1853, René Devoise, fils de paysan dans la Creuse, est tiré au sort pour effectuer son service militaire. Son régiment est envoyé en Crimée pour combattre l'armée russe, il en reviendra avec une médaille et un moulin à café dérobé à Sébastopol. Après l'armée, de retour dans la Creuse, il rencontre Annette, ils se marient et ont un premier enfant. Par manque de travail, René part à Paris comme travailleur saisonnier, les maçons et ouvriers creusois étant réputés travailleurs et courageux, ils sont fortement demandés pour la construction du nouveau Paris.
Chaque automne, il rejoint sa terre natale pour retrouver sa famille. Après quelques années, toute la famille le rejoint à Paris pour s'y installer définitivement. Que reste-t-il de René après cent-cinquante années ? Un vieux carnet et quelques bribes de souvenirs qui s'effacent petit à petit au fil des générations. Nous allons suivre l'histoire des descendants de René jusqu'à la fin du vingtième siècle, grâce à leurs souvenirs nous allons traverser les époques, les événements tragiques du monde et voyager jusqu'à Madagascar.
Ce livre, qui n'est pas vraiment un roman, nous emmène dans une histoire où se mélangent le récit familial, l'Histoire, et les souvenirs des protagonistes qui ponctuent chaque chapitre. De plus, pour nous faciliter la compréhension, Sylvain Ouillon plante des bornes qui permettent de relier l'histoire familiale avec les événements mondiaux. Ce qui est intéressant dans cet ouvrage, c'est qu'il s'agit aussi d'une réflexion sur la mémoire et les souvenirs qui perdurent de l'histoire familiale. Tous les personnages donnent leur point de vue sur les événements qu'ils ont vécus, et l'on se rend compte parfois que le souvenir qu'ils en ont n'est pas toujours le même. Comme les souvenirs sont transmis de génération en génération, ceux-ci s'altèrent et l'on finit par ne plus savoir ce qui tient de la réalité ou de la légende.
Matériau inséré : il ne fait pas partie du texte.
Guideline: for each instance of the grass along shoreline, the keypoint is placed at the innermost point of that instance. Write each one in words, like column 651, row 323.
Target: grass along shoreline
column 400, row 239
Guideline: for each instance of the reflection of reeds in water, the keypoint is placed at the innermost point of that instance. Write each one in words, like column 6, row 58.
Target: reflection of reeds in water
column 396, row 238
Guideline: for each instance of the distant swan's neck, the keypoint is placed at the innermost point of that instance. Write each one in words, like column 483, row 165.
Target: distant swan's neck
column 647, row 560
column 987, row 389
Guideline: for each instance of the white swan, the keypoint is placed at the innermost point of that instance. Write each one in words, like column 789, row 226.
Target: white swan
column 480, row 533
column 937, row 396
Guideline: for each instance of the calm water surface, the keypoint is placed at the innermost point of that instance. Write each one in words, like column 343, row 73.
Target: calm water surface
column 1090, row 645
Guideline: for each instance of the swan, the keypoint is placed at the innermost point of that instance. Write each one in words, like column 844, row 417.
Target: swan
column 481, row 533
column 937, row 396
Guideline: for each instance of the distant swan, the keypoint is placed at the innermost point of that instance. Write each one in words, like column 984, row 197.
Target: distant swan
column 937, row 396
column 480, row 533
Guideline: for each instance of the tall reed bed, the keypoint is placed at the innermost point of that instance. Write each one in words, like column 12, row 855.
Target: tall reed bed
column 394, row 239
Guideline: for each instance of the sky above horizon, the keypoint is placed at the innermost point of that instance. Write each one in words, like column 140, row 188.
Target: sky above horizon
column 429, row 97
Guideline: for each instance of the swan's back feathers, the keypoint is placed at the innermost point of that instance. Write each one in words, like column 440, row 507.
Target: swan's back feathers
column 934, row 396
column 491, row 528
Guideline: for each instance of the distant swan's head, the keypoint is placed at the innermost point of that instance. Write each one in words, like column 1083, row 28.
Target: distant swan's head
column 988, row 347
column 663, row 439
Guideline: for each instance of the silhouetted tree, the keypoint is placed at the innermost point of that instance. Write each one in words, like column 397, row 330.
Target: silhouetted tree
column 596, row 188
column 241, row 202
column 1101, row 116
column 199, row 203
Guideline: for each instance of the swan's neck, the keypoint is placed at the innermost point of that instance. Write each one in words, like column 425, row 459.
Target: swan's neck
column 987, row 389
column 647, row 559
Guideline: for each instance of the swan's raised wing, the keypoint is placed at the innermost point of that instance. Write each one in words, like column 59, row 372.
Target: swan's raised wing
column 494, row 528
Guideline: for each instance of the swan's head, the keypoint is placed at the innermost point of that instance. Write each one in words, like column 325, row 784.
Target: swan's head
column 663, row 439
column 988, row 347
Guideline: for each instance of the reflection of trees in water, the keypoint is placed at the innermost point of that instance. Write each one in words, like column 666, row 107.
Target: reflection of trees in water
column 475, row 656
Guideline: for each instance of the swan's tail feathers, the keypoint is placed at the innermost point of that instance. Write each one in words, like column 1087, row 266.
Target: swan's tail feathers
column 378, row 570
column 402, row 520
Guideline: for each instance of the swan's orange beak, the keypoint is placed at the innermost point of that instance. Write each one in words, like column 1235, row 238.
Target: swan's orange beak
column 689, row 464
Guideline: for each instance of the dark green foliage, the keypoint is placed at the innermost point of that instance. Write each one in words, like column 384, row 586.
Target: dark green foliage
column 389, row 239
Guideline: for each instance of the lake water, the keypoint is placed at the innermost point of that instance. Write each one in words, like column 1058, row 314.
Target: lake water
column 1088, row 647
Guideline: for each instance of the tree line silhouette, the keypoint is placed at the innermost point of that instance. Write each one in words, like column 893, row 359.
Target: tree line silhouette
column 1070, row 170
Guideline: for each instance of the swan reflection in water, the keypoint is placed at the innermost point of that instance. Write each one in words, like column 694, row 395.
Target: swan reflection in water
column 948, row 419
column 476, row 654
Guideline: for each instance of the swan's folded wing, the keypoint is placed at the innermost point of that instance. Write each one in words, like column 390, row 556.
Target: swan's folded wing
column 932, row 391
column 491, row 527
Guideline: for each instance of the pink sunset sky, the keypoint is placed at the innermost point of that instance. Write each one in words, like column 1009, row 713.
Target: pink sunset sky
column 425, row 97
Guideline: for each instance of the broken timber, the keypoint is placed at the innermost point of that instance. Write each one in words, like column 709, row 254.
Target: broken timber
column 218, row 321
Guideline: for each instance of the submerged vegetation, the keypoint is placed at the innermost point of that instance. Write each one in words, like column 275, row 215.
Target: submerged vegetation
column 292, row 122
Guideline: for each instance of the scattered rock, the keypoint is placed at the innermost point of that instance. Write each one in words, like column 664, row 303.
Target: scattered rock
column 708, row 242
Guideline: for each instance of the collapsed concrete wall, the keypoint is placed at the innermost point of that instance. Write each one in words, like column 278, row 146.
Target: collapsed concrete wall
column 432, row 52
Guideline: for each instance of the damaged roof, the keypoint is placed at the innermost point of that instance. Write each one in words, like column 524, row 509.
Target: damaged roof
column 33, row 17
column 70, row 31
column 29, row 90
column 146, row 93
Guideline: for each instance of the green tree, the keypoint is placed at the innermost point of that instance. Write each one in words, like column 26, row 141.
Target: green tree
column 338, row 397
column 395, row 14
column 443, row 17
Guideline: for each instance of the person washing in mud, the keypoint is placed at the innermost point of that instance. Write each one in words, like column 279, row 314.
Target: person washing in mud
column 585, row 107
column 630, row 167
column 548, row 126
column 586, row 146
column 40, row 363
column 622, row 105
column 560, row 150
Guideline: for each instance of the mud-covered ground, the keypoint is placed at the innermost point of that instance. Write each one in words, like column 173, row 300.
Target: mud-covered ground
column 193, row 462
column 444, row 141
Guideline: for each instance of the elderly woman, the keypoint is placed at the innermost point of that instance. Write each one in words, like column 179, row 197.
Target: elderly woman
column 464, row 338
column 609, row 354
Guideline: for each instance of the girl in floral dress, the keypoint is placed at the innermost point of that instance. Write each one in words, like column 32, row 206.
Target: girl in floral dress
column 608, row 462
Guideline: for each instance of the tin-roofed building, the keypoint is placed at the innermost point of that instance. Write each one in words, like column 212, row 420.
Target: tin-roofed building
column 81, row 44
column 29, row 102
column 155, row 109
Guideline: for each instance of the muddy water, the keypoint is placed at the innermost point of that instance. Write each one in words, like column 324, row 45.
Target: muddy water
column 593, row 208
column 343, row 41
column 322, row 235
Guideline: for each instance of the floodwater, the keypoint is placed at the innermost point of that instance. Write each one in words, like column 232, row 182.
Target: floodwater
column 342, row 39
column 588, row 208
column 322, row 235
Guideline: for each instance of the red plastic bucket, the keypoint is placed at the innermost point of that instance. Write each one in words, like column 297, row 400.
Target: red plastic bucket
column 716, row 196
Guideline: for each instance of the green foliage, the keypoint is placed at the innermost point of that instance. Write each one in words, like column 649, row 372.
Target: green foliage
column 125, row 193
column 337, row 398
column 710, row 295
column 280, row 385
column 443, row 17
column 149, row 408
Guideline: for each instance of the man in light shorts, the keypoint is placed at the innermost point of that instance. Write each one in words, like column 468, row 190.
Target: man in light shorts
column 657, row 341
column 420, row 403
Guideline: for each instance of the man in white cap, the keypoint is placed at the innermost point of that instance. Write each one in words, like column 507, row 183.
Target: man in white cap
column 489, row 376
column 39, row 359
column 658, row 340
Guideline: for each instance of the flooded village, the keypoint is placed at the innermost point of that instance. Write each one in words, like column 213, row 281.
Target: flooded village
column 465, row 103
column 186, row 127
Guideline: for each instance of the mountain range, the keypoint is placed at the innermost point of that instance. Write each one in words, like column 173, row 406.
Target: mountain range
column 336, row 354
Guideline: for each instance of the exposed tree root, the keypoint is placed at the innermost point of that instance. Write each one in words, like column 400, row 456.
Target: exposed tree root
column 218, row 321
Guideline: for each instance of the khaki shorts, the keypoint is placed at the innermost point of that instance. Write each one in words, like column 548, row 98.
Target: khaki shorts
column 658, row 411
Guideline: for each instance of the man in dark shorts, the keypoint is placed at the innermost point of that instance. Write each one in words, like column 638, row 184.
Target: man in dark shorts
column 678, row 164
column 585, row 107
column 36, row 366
Durant les cent cinquante premières pages, j'ai eu un peu de mal à suivre cette histoire car trop de personnages se mélangeaient et leurs vies ne m'ont pas particulièrement passionné. A deux doigts de décrocher complètement, les personnages de Lucien et Simone m'ont rattrapé in extremis. Grâce à eux j'ai voyagé jusqu'à Madagascar, je les ai accompagnés lors de leur traversée pour rejoindre cette île, j'étais à côté d'eux pour leur découverte de ce nouveau monde et de cette nouvelle vie, là aussi pour les débuts de leur vie à deux. Cela a été un plaisir de les suivre durant leur vie qui a été celle d'expatriés dans les colonies, de découvrir ces contrées exotiques et mystérieuses pour des Français de l'époque, de les accompagner au fil des soubresauts du monde. Pour ceux qui ne se sont jamais interrogés sur l'origine de leur famille, ce livre peut permettre de comprendre les difficultés de la vie aux XIXème et XXème siècles et qu'il peut sembler parfois miraculeux que des familles aient pu perdurer jusqu'à nos jours.
Dans la construction du livre, j'ai un peu moins apprécié les réflexions des protagonistes qui sont le plus souvent peu passionnantes et qui m'ont rapidement lassé. La narration se fait tout en douceur et l'on ressent l'affection de l'auteur pour chaque personnage de sa saga familiale, car jamais il ne juge les propos de ses ancêtres, qui sont ceux de Français de l'époque.
Ce livre nous fait réfléchir à notre propre histoire familiale, qui pour beaucoup d'entre nous rejoint par certains aspects celle de cette famille. Combien de familles françaises se sont construites sur un tel schéma ?
C'est un récit familial, parfois ennuyeux, parfois passionnant, comme toutes les histoires de familles, mais qui ne laisse pas indifférent.